In another example, the threshold concentration exceeds a gas-purifying capacity of the photocatalyst 52. The gas-purifying capacity is a concentration above which the photocatalyst is incapable of chemically converting contaminants 36. Alternatively, the gas-purifying capacity may be associated with a gas-purifying efficiency, which is the percentage of contaminants 36 out of all of the contaminants 36 that are received by the photocatalyst 52 that are completely chemically converted. Without the adsorbent media bed 50, an excess of contaminants 36 that are above the gas-purifying capacity would pass through the photocatalyst 52, into the outgoing gas stream 40, and back into the interior space 12 without first being chemically converted. However, in an arrangement with the adsorbent media bed 50, the adsorbent media bed 50 acts as a buffer by retaining at least a portion of the contaminants 36 and maintaining the concentration of contaminants 36 received into the photocatalyst 52 below the gas-purifying capacity over the duration of time that the concentration exceeds the threshold concentration.
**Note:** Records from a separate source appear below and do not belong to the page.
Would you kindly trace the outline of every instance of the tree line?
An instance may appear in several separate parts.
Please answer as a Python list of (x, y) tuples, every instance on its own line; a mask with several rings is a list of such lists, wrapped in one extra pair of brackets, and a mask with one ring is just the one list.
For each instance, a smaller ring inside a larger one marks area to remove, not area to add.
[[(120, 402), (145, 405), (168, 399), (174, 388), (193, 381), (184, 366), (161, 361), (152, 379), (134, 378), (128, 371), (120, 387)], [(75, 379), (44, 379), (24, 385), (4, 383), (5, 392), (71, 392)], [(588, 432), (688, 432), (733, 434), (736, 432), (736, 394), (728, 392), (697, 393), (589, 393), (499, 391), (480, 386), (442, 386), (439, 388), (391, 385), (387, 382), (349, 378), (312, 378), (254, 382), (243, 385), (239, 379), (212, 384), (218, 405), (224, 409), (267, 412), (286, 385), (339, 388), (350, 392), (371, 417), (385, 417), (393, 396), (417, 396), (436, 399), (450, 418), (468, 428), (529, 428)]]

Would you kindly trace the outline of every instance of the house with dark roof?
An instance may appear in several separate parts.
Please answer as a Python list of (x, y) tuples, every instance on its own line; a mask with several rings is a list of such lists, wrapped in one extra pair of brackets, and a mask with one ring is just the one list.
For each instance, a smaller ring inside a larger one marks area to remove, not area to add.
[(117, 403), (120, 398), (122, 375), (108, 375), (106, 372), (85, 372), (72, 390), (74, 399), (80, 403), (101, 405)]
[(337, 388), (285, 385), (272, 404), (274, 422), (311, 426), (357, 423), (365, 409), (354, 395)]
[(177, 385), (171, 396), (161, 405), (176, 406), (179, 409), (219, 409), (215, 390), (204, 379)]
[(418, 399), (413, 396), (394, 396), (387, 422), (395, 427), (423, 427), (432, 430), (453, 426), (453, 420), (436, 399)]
The adsorbent media bed 50 then gradually releases the retained contaminants 36 to the photocatalyst 52 for chemical conversion when the concentration of contaminants 36 in the gas stream 34 is less than the threshold concentration.

FIG. 4 is a schematic cross-sectional view of another example air treatment module 18 of the HVAC system 14 of FIG. 1. The air treatment module 18 includes an integrated first and second gas purifier 74. That is, the first gas purifier 30 and the second gas purifier 32 of FIG. 2 are integrated into a single unitary structure.

In one example integrated first and second gas purifier 74 illustrated in FIG. 5, an adsorbent media 84 and a catalyst material 86 are deposited onto a honeycomb structure 88 such that the gas stream 34 can flow through the honeycomb openings 90 and contact the adsorbent media 84 and a catalyst material 86. In addition to other benefits mentioned above, the integrated first and second gas purifier 74 may also provide a more compactly-sized air treatment module 18.

The air treatment modules 18 of the present examples therefore provide control over the concentration of contaminants 36 in the outgoing gas stream 40 when the concentration of the contaminants 36 in the incoming gas stream 38 temporarily exceeds a threshold concentration.

Although a preferred embodiment of this invention has been disclosed, a worker of ordinary skill in this art would recognize that certain modifications would come within the scope of this invention. For that reason, the following claims should be studied to determine the true scope and content of this invention.